Musical elements and monologues throughout the play serve to deepen the emotional impact and underscore the characters' internal conflicts regarding race. Ultimately, *Blues for Mister Charlie* seeks to educate audiences on the grim realities of racism in America, aiming to provoke thought and inspire change. Baldwin's work remains a poignant reflection on the ongoing struggle for civil rights and equality.
Blues for Mister Charlie by James Baldwin
First published: 1964
First produced: 1964, at the ANTA-Washington Square Theatre, New York City
Type of plot: Social realism
Time of work: The 1960’s
Locale: The American South
Principal Characters:
Meridian Henry , a black ministerRichard , his sonJuanita , a black college studentLyle Britten , a white store ownerJo , Lyle’s wifeParnell James , the white editor of a local newspaper
The Play
Act 1 of Blues for Mister Charlie begins in darkness. The audience hears the sound of a gunshot. The lights are brought up slowly to reveal Lyle picking up Richard’s body and dropping it upstage out of sight of the audience. Lyle exclaims, “And may every nigger like this nigger end like this nigger—face down in the weeds.” In the next scene, at Meridian’s church, the minister coaches college students who will serve as protesters for black civil rights and for justice in the prosecution of Richard’s murderer. One student doubts whether the suspected murderer, Lyle, will be arrested. Lyle had previously killed the husband of Willa Mae, the black woman with whom he was having an affair. The police had ruled the killing was done in self-defense even though it seemed unlikely that Lyle would have had to kill the black man, who, at the age of sixty, was no match for the much younger store owner.
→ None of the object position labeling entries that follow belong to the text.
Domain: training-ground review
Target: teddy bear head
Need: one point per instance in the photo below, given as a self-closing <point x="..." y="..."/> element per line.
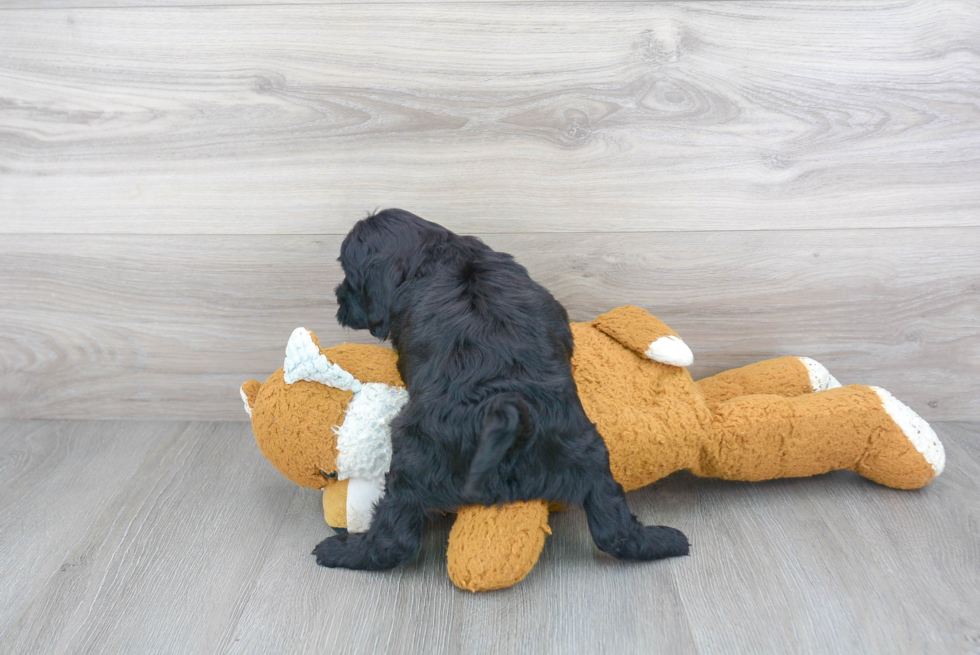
<point x="323" y="418"/>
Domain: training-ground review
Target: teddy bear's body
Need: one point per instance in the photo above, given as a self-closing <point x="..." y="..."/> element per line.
<point x="778" y="418"/>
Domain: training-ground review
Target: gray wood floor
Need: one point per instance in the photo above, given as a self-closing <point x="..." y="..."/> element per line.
<point x="126" y="537"/>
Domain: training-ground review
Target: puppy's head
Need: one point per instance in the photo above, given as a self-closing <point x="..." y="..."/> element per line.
<point x="378" y="255"/>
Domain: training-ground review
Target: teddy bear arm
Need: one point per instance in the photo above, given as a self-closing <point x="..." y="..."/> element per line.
<point x="497" y="546"/>
<point x="783" y="376"/>
<point x="644" y="334"/>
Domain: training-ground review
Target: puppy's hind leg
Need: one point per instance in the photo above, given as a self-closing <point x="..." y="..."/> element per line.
<point x="393" y="538"/>
<point x="616" y="531"/>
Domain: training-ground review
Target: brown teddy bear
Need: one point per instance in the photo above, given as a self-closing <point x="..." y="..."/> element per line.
<point x="322" y="420"/>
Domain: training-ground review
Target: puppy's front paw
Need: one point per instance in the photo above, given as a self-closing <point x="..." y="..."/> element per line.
<point x="329" y="552"/>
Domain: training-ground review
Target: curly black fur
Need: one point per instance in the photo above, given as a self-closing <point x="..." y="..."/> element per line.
<point x="494" y="415"/>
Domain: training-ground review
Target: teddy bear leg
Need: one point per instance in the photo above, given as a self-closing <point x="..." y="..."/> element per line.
<point x="783" y="376"/>
<point x="763" y="437"/>
<point x="394" y="537"/>
<point x="495" y="547"/>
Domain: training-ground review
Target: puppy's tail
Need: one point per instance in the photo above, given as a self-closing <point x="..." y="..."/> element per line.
<point x="508" y="417"/>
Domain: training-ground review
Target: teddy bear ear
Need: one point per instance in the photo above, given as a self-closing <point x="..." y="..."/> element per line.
<point x="305" y="361"/>
<point x="249" y="391"/>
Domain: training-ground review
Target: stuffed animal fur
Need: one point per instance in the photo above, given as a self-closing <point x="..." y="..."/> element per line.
<point x="322" y="420"/>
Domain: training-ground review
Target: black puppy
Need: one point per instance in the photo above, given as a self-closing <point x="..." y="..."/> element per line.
<point x="493" y="414"/>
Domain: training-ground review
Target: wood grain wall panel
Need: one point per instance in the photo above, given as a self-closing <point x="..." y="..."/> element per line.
<point x="563" y="117"/>
<point x="169" y="326"/>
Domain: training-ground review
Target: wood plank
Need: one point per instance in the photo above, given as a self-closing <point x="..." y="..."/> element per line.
<point x="494" y="118"/>
<point x="170" y="326"/>
<point x="205" y="548"/>
<point x="835" y="563"/>
<point x="56" y="478"/>
<point x="170" y="561"/>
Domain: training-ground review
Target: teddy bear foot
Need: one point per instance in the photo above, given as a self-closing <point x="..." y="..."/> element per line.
<point x="905" y="453"/>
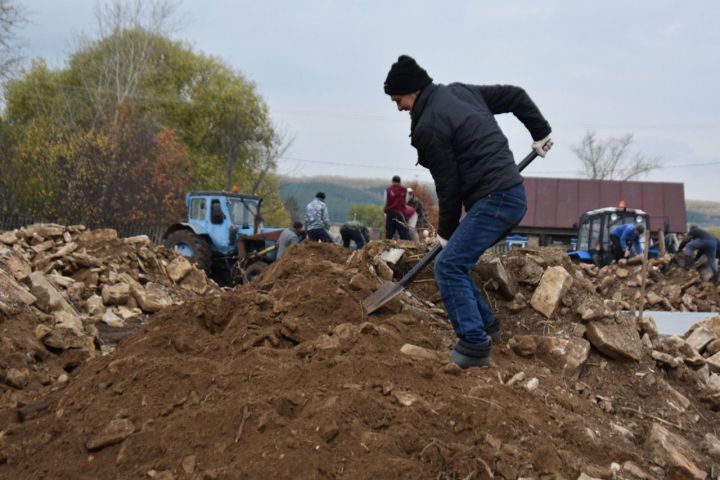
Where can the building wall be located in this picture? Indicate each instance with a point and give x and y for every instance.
(557, 203)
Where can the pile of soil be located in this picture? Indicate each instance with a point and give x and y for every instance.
(668, 286)
(51, 272)
(289, 378)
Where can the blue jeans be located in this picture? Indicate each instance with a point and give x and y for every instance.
(489, 219)
(704, 247)
(395, 221)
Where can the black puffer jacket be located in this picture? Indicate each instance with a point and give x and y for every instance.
(458, 140)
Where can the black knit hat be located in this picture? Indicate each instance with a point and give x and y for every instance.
(406, 76)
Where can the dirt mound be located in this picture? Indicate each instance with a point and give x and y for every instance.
(68, 294)
(288, 378)
(668, 287)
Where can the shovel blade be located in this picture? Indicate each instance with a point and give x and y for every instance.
(381, 296)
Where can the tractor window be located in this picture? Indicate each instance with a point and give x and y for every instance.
(216, 215)
(197, 209)
(595, 226)
(243, 212)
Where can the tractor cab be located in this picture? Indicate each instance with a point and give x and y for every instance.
(593, 237)
(224, 233)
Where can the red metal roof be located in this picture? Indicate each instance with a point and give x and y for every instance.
(558, 202)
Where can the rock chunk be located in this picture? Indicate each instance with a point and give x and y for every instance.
(553, 285)
(617, 339)
(674, 453)
(113, 433)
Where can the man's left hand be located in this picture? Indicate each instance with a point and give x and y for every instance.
(541, 147)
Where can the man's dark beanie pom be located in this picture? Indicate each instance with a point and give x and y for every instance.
(406, 76)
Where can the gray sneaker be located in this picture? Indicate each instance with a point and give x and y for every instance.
(463, 361)
(495, 332)
(466, 355)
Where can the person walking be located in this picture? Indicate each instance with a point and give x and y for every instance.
(317, 220)
(354, 231)
(418, 221)
(625, 240)
(289, 236)
(396, 210)
(457, 138)
(700, 242)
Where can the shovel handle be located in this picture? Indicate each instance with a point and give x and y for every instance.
(424, 262)
(526, 161)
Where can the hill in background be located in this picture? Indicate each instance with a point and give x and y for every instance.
(342, 192)
(703, 213)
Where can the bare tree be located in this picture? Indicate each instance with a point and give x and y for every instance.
(128, 31)
(12, 18)
(272, 150)
(609, 159)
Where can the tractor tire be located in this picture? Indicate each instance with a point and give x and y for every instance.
(254, 270)
(195, 248)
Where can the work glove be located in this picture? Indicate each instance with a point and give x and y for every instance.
(543, 146)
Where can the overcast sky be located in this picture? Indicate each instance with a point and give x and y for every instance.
(649, 68)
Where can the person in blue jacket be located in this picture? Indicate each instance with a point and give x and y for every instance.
(701, 242)
(624, 238)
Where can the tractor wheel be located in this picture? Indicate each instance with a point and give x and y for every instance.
(192, 246)
(254, 270)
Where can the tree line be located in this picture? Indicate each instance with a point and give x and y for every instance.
(132, 122)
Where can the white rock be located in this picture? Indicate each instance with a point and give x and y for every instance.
(532, 384)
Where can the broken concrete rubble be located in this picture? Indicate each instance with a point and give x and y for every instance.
(674, 453)
(553, 285)
(617, 338)
(265, 381)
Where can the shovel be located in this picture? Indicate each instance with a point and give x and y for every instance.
(390, 290)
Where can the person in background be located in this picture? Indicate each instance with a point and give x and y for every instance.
(289, 236)
(354, 231)
(624, 237)
(700, 242)
(454, 131)
(417, 222)
(317, 220)
(396, 210)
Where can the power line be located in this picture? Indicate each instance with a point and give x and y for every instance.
(385, 167)
(358, 116)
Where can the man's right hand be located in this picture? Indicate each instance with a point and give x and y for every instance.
(541, 147)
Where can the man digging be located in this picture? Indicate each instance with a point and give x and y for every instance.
(458, 139)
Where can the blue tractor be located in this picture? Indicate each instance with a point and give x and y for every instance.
(593, 237)
(224, 235)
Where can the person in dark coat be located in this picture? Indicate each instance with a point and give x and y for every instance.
(454, 131)
(396, 210)
(354, 231)
(700, 242)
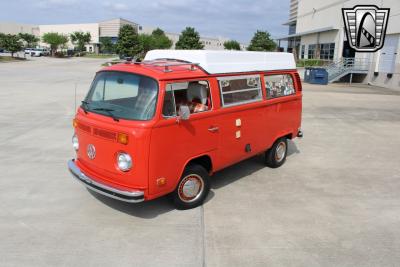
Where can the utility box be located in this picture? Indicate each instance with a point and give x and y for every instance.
(318, 76)
(307, 74)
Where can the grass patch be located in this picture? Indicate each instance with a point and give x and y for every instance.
(112, 62)
(312, 62)
(10, 59)
(99, 55)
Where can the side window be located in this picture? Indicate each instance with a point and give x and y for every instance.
(116, 86)
(238, 90)
(279, 85)
(194, 94)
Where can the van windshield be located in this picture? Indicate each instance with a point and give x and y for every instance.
(122, 95)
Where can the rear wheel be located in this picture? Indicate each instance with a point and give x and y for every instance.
(192, 188)
(276, 155)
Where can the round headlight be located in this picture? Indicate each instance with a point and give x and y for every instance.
(124, 161)
(75, 142)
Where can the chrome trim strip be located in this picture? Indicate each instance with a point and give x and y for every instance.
(126, 196)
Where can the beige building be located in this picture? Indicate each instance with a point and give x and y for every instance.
(316, 30)
(210, 43)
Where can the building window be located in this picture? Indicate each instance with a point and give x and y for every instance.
(194, 94)
(279, 85)
(303, 48)
(327, 51)
(311, 51)
(238, 90)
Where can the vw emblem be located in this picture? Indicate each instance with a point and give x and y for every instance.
(91, 151)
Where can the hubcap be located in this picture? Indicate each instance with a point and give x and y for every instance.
(190, 188)
(280, 151)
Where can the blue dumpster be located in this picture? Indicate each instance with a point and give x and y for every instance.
(318, 76)
(307, 74)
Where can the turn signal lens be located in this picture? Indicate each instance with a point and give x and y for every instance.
(122, 138)
(124, 161)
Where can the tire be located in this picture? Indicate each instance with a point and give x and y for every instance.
(186, 194)
(276, 155)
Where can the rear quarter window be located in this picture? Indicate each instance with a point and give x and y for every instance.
(278, 85)
(238, 90)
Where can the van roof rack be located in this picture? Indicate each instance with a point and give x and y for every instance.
(166, 63)
(220, 62)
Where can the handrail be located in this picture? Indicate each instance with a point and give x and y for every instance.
(347, 65)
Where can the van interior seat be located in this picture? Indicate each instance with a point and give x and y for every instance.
(196, 90)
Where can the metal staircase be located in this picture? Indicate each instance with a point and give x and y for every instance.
(345, 66)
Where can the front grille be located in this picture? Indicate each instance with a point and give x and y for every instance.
(105, 134)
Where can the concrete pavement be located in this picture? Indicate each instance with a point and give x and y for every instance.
(335, 202)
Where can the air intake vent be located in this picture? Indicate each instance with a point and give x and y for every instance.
(84, 127)
(298, 81)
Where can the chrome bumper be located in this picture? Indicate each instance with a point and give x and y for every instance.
(127, 196)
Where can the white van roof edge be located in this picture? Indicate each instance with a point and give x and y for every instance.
(221, 62)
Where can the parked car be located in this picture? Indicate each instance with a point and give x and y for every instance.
(28, 51)
(165, 125)
(38, 52)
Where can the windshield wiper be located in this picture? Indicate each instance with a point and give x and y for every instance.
(108, 111)
(85, 106)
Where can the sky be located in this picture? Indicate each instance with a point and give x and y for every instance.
(237, 19)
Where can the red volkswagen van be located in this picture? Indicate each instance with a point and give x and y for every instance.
(165, 125)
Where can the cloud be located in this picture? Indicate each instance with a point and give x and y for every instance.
(47, 4)
(116, 7)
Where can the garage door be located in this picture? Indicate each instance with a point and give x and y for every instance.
(387, 60)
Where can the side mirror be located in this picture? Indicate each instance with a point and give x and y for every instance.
(184, 112)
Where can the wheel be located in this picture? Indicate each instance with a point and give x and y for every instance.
(192, 188)
(276, 155)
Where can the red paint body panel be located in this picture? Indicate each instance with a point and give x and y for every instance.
(161, 147)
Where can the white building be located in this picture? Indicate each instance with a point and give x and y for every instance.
(316, 30)
(108, 28)
(15, 28)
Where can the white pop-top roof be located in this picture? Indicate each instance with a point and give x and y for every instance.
(215, 62)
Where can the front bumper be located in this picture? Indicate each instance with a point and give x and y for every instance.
(127, 196)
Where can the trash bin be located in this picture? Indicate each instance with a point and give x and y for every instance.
(307, 74)
(318, 76)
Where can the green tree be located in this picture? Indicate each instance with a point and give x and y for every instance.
(189, 39)
(128, 42)
(80, 39)
(29, 39)
(232, 45)
(262, 42)
(55, 40)
(11, 42)
(147, 43)
(160, 40)
(106, 45)
(2, 36)
(156, 40)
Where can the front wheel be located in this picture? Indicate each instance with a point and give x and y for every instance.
(276, 155)
(192, 188)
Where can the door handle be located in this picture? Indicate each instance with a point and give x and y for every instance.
(213, 129)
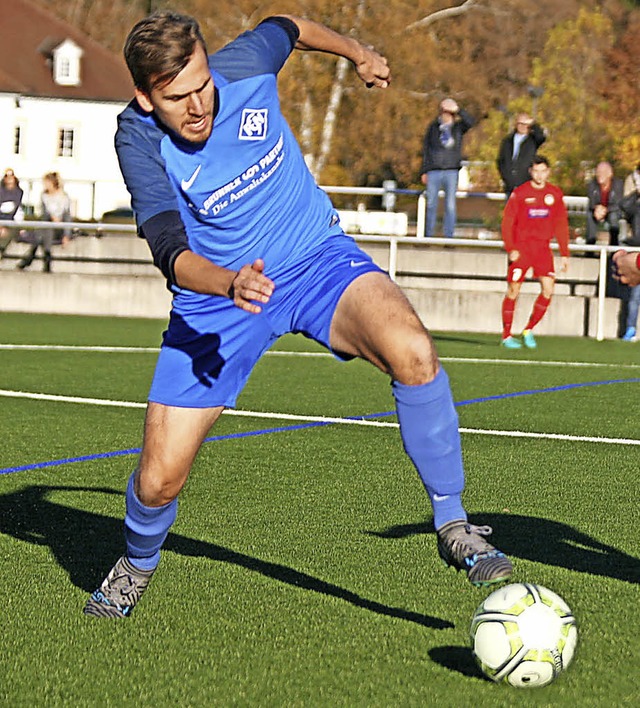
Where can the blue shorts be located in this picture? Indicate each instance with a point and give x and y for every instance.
(211, 346)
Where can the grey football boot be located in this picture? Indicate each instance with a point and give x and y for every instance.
(119, 592)
(463, 546)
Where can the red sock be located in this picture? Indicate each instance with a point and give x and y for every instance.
(539, 308)
(508, 308)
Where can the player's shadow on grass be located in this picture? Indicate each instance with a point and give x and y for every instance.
(543, 541)
(87, 544)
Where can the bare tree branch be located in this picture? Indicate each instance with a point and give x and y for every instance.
(443, 14)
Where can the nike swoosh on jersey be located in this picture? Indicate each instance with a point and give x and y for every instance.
(186, 183)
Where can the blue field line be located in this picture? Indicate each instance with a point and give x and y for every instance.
(312, 424)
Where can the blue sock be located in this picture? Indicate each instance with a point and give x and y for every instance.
(146, 528)
(429, 430)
Meridian cautions the skeptical student not to harbor a cynical attitude toward the criminal justice system. The minister assures him that his white liberal friend, Parnell, will be an advocate for justice in the case of Richard’s death. In the next scene at the Britten home, however, Parnell warns Lyle of the imminent arrival of the sheriff, who will charge him with the murder of Meridian’s son. Lyle refuses to escape arrest and the possibility of punishment because he is confident he will not be convicted of the crime.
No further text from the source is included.